How is cardiac MRI useful today?
While MRI machines abound in the United States, cardiac MRI, because of its complexity, has largely been limited to university hospitals where there is a strong research interest. Accordingly, much of the work with cardiac MRI has been done in the research setting.
Because of the difficulties in producing detailed MRI heart scans, only a few uses of cardiac MRI have become more-or-less routine. MRI has proven very useful in evaluating patients with aortic dissection prior to surgery. The detailed images offered by MRI tell the surgeon precisely where the “tear” in the wall of the aorta begins, and the full extent of the dissection. MRI can also locate and characterize the rare cardiac tumor. And in children with complex congenital heart disease, MRI can help to identify and “sort out” the various anomalies, and to plan potential surgical approaches to treatment.
While such applications of MRI are very helpful, these clinical situations are relatively rare. So cardiac MRI has yet to become a commonly used tool in clinical medicine.

What are some of the potential uses of cardiac MRI?
Once certain limitations are overcome – and that day seems to be rapidly approaching – the uses of cardiac MRI will explode.
MRI has the potential to diagnose heart attacks in patients presenting with chest pain. Not infrequently, a patient coming to the emergency room with chest pain will not have the typical ECG changes seen with myocardial infarctions, and the doctors end up waiting for an hour or two for the results of cardiac enzyme tests. If a heart attack is actually occurring, critical time is thus lost before therapy can begin. MRI can detect myocardial infarction immediately, and can reduce the time it takes to begin definitive treatment.

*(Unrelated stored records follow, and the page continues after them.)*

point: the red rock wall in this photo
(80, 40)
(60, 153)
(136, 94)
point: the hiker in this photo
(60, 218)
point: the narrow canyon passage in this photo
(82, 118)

Strides are being made toward being able to diagnose coronary artery disease with MRI. A new MRI processing technique called “black-blood” MRI seems to be able to distinguish very nicely between normal and atherosclerotic coronary arteries. While further refinements are necessary, such techniques are bringing us very close to the day in which MRI will be able to replace cardiac catheterization for diagnosing coronary artery disease.

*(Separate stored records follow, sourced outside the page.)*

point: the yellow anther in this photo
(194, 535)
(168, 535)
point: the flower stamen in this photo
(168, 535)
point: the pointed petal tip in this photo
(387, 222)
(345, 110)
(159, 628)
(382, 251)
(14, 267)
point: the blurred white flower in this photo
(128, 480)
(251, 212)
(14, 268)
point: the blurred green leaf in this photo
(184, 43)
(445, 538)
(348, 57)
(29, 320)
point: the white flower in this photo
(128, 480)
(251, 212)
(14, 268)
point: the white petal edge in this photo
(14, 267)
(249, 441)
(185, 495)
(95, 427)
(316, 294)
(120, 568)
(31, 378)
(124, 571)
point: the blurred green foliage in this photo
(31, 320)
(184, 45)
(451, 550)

MRI can help distinguish between “stable” atherosclerotic plaques and “vulnerable” plaques. Vulnerable plaques are those that are prone to rupture, thus suddenly occluding a coronary artery and causing a myocardial infarction. If vulnerable plaques can be identified, those particular plaques can be targeted for intervention (angioplasty, stent, or bypass), while leaving the stable plaques alone.
MRI has already proven useful in the research setting for identifying restenosis after angioplasty. MRI might thus prove an accurate, noninvasive means of following patients after angioplasty.

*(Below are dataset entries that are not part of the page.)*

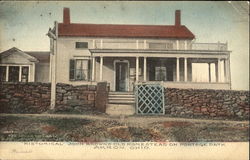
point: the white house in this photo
(125, 54)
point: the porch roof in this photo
(159, 53)
(124, 31)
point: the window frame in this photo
(7, 71)
(83, 43)
(157, 43)
(73, 71)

MRI has the potential of detecting changes in the tiny blood vessels of the heart – the microvascular circulation – that are completely missed by cardiac catheterization. Detecting such changes seem to be useful in predicting the outcome of patients after a heart attack, and may prove to be useful in assessing patients with cardiac syndrome X, diabetes, and certain other conditions.
Ultimately, MRI may replace the x-ray tube in both diagnostic and therapeutic situations. Research is already being done in animals using MRI to image the coronary arteries – instead of using fluoroscopy – for angioplasty procedures.

What about this week's report from Harvard on using MRI for diagnosing coronary artery disease?
Report in the New England Journal of Medicine constitutes another step forward, but MRI is still quite a ways from being ready to replace cardiac catheterization for most patients. While an accuracy of 72% is encouraging, it is certainly nowhere near the nearly 100% accuracy achieved with cardiac catheterization and coronary angiography. So, aside from the other disadvantages listed below, today the MRI is not accurate enough to substitute for coronary angiography when you really need to know the status of the coronary arteries. Indeed, while progress is ongoing, the MRI today is scarcely better in overall accuracy than the less inconvenient noninvasive tests that are used every day in cardiology.